El diccionario define demagogia como la acción de ganarse el favor popular por medio de halagos o artificiosos reconocimientos. Es también, y por extensión, una corrupción o degeneración de la democracia. Por tanto, ser demagogo es el método (decir arte sería injusto e inadecuado: estaría mal dicho) para granjearse la voluntad y favor ajeno por medio de la adulación y la lisonja. Aplicando esta objetiva definición, me pregunto: fue el mío un discurso demagógico aquella noche? Mi respuesta es muy fácil y muy clara: no, no fue esa mi intención, ni traté en ningún momento de adular o de corromper a nadie. No fue ese mi intento!

Mi brío y mi tono de voz solo podían obedecer a una intención de convencer y persuadir; a mi interés por motivar a esa juventud que se había metido conmigo, cuya identidad con mi intervención parece que aún la siento todavía. La emoción que se experimenta en esos trances suele ser un camino de doble vía: el orador estimula con su arenga a la multitud; y, a la vez, él mismo se nutre de esa inexplicable e indescriptible electricidad que, en respuesta, le regala su entusiasmada audiencia. Eso es lo que sentía yo de niño, cuando más de una vez acudí a la plazoleta de La Alameda, a escuchar, junto al monumento a Simón Bolívar, a ese taumaturgo de la alocución que fuera Velasco Ibarra. El me ofreció, gratis y sin que él mismo lo supiera, mis primeras clases de oratoria y “dedología”…

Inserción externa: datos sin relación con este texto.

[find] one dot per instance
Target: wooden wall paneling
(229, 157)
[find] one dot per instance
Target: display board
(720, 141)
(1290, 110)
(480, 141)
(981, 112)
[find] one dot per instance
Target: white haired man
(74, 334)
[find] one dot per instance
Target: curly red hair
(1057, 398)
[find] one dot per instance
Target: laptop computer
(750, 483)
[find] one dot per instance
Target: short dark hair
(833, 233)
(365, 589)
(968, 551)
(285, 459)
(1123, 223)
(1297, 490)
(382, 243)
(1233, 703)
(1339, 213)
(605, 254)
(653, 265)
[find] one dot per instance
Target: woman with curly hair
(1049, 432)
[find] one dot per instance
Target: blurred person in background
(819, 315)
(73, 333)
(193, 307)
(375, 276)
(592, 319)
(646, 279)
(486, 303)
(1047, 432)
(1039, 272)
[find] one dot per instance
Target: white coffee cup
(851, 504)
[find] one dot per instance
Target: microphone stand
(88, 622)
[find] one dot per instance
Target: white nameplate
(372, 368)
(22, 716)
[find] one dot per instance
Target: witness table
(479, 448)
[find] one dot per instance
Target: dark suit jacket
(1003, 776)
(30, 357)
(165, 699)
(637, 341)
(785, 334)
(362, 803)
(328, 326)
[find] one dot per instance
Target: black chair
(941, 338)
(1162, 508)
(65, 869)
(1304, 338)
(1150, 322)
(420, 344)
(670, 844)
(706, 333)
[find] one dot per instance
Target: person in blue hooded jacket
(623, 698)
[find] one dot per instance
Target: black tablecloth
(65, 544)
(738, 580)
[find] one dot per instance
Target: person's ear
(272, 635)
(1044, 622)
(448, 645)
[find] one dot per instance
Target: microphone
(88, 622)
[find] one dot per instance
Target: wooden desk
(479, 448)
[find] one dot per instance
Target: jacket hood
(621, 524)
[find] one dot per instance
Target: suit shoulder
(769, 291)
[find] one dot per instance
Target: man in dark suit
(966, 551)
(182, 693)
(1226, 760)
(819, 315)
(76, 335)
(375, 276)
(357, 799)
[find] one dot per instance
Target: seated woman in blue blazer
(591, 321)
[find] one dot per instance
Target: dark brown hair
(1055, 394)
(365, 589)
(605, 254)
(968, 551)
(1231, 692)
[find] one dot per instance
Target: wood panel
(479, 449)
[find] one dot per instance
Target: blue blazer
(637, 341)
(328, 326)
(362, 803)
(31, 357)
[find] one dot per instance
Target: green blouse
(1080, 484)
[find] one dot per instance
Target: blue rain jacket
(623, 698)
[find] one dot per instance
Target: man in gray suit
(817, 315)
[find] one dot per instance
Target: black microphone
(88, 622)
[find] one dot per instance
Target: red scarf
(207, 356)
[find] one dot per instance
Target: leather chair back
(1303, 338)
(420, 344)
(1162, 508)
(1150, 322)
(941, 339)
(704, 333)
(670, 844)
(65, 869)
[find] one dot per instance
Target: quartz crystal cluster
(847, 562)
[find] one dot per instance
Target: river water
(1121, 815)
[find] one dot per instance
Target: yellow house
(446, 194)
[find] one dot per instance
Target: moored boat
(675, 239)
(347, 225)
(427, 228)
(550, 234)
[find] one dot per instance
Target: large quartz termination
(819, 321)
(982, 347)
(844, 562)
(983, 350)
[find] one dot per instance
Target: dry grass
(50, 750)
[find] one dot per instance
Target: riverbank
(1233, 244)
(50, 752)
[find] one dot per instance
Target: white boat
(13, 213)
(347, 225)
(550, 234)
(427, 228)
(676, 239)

Fue Velasco un demagogo? No quisiera pronunciarme al respecto. He leído sus obras completas; debo confesar que es difícil no reconocer, en su pensamiento, un profundo humanismo y una vigorosa filosofía. Es innegable que El Profeta tenía una cierta tendencia por adular a su “chusma” enardecida. A menudo, sus exposiciones se apoyaban en la ilusión y el resentimiento popular para sustentar sus recurrentes diatribas. Pero había en sus mensajes un sentido mesiánico que denunciaba el idealismo de su intención y esa rara motivación patriótica que, cual inquieta obsesión, parece que lo perseguía. Demagogo o no, supo interpretar el sentimiento de orfandad de la gente, su ilusión de prosperidad, sus humanas ansiedades, sus temores, su deseo de ser escuchada y, cómo no… de ser seducida!

Por eso es que esa noche descubrí que los discursos dichos con fogosidad corren el riesgo de ser interpretados como recursos destinados a engañar; de la misma manera que las exposiciones demasiado académicas, llevan la rémora de tener una exégesis o interpretación mística. Entonces: Cómo mismo hablar…? Me temo que la respuesta es un camino intermedio entre la persuasión y el sentimiento. Lo que cuenta es la intención, sobre todo si el propósito es no adular, ni engañar. Lamentablemente, la intención por si sola no basta. Bien dicen que el infierno y, por lo mismo, los caminos de la miseria están adoquinados con las piedras de la buena intención y de los bien intencionados ofrecimientos…

I have a dream...! Tengo una ilusión! Tengo un sueño!